Marian giggles like a schoolgirl and immediately rushes down the hall, following me into my bedroom.
“Omigod,” she squeals as I quickly change into a black V-neck tee and my loose-fitting light-wash jeans with the holes in the knees. “This is his grand romantic gesture, huh? Sweeping you off your feet? Saying he was all wrong, that he doesn’t want a stupid baby. That all he wants is you. You, his wife, his soul mate!” Those clasped hands go back to her heart, and she bats her lashes.
“You’re insufferable, Marian,” I say with a laugh. “I love you, but insufferable. Really.” I tie my mess of wet hair up into a high bun and slip into one of my many pairs of Old Navy flip-flops.
“This is it, isn’t it?”
“This is what?” I tuck my keys into my back pocket and head down the hall.
“Your ‘after Thanksgiving’ meeting? Your time to decide?”
I stop and give the assumption some thought. “Yeah,” I say with a small smile. My smile then begins to grow, warming my cheeks as they tighten in what is now a full-on grin. “Yeah, I think it might be.”
“And? Are you ready?”
Bottom lip bitten, hands in my back pockets, I nod aggressively. “I think I’ve been ready for a long time, Marian.”
“You haven’t changed your mind, huh?”
“No,” I say without any hesitancy. “I’ve always wanted one thing and only one thing.”
Marian looks toward the front door, left open wide by Adam’s arrival. She sighs and looks back to me. “And that one thing’s waiting for you.”
“The question now isn’t if I’ve changed my mind,” I say, my smile instantly fading as my mind spins with possibilities, “but has he?”

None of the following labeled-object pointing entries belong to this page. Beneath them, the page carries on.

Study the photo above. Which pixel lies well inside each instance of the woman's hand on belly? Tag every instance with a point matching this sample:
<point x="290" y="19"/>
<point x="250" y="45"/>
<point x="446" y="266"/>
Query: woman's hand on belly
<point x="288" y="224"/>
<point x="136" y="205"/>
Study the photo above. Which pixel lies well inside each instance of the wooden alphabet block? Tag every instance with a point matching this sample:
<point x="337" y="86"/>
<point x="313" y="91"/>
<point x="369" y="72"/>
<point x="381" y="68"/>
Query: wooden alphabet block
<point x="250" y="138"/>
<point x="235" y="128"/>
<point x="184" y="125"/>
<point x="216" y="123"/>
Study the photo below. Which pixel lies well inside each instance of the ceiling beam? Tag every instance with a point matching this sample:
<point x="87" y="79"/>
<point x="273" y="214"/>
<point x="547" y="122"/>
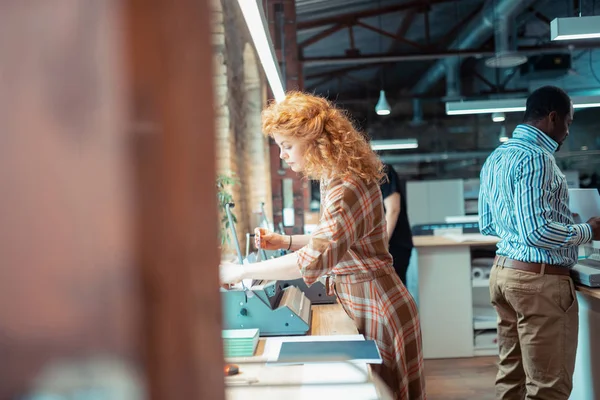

I meet Adam at the foot of the stairs. He’s still got the magazine, rolled up, in his hand. There isn’t any hesitation when, as soon as I plant both feet on the concrete path at the base of the stairs, Adam extends his free hand and his fingers graze my palm.
Holding my hand, he smiles and says, “Let’s walk.”
I initiate the conversation, unable to stand the buildup, wait in the wake of his unexpected visit. “It’s that ‘after Thanksgiving’ talk, isn’t it?” I say.